Photoinhibition of photosystem II in Phytoplankton: Processes and patterns

All the diverse lineages of phytoplankters use conserved Photosystem II complexes to mediate photochemical extraction of electrons from water, with concomitant release of oxygen. Photosystem II suffers light-dependent photoinactivation through multiple mechanisms, which is in turn countered by protein subunit removal and replacement. This cycle imposes both direct costs and also delayed opportunity costs. The effective quantum yield for photoinactivation of Photosystem II depends upon taxa, cell size, prior acclimation state, the instantaneous spectral regime and light level. Low temperature or constraints upon metabolism can drive up excitation pressure and photoinactivation, while slowing counteracting repair. Environmental shifts in nutrients or CO2 alter resource allocations and electron flows, with sometimes counter-intuitive effects upon susceptibility to photoinactivation across taxa. These interacting factors generate a wide range of susceptibilities to photoinactivation across ...

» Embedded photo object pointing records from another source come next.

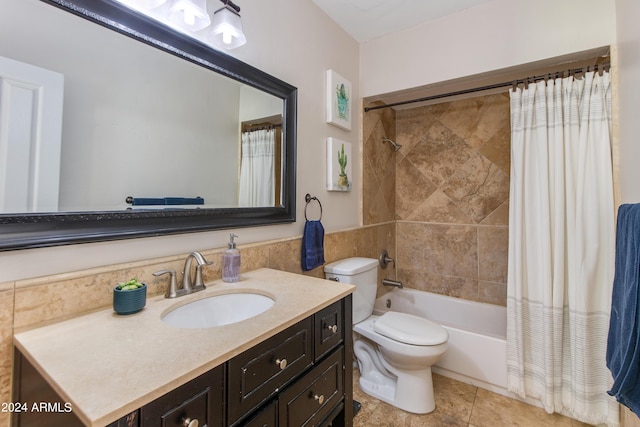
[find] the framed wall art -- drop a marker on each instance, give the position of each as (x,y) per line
(339,162)
(339,100)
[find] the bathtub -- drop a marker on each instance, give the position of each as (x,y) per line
(477,335)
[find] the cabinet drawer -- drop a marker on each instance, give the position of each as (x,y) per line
(201,399)
(265,417)
(328,328)
(261,371)
(311,399)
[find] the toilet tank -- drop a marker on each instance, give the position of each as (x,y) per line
(361,272)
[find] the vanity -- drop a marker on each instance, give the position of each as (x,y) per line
(291,365)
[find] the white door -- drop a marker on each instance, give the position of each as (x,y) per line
(30,137)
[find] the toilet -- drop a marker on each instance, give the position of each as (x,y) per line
(395,351)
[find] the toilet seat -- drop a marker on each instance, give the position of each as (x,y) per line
(410,329)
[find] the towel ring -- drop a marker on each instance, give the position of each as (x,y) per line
(308,199)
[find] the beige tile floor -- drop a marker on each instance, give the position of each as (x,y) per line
(457,405)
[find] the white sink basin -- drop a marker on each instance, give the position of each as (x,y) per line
(218,310)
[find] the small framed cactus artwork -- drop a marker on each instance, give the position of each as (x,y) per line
(339,100)
(338,165)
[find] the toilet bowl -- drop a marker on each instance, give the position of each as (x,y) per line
(394,351)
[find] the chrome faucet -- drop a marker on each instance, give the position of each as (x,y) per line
(188,285)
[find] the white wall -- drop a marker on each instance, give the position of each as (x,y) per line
(294,41)
(498,34)
(627,13)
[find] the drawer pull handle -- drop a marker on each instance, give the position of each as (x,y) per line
(188,422)
(281,363)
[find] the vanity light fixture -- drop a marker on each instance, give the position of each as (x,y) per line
(226,32)
(189,14)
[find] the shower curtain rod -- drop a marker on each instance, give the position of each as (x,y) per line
(512,83)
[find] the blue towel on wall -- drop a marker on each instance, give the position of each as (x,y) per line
(623,344)
(312,245)
(148,201)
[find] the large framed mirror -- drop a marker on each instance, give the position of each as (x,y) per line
(142,151)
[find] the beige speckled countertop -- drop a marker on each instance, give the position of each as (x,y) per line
(108,365)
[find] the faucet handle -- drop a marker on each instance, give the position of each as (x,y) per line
(199,283)
(172,292)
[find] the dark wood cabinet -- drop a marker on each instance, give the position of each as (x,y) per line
(301,376)
(310,400)
(201,401)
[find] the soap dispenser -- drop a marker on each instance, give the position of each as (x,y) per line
(231,262)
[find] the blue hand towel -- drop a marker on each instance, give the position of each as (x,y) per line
(623,344)
(148,201)
(312,245)
(184,201)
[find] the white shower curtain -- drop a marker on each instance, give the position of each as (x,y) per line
(561,246)
(257,178)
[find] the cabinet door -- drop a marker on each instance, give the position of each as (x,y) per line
(201,400)
(328,329)
(315,396)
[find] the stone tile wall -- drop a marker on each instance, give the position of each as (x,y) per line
(451,197)
(379,167)
(30,303)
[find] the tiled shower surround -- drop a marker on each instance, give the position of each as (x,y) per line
(446,190)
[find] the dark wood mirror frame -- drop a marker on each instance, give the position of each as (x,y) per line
(22,231)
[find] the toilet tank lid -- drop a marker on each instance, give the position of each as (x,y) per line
(351,266)
(410,329)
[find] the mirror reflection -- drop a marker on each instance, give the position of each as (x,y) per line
(133,127)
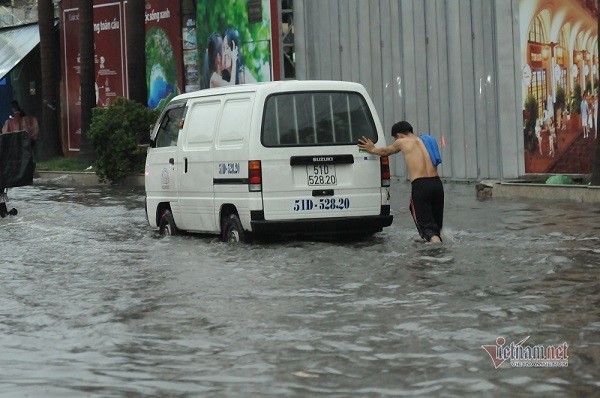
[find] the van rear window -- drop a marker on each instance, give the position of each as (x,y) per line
(316,118)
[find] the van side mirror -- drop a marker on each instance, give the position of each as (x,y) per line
(143,139)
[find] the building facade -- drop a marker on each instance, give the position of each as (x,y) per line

所有不同谱系的浮游植物均利用保守的光系统II（Photosystem II）复合物介导从水中光化学提取电子，同时释放氧气。光系统II通过多种机制发生光依赖性光失活，而这一过程又通过蛋白质亚基的移除与替换得到抵消。该循环既产生直接成本，也带来延迟的机会成本。光系统II光失活的有效量子产率取决于类群、细胞大小、先前的驯化状态、瞬时光谱条件及光照水平。低温或代谢限制会提高激发压力与光失活程度，同时减缓抵消性修复过程。营养物质或CO₂的环境变化会改变资源分配与电子流，对不同类群的光失活敏感性产生有时反直觉的影响。这些相互作用的因素在不同...之间产生了广泛的光失活敏感性差异。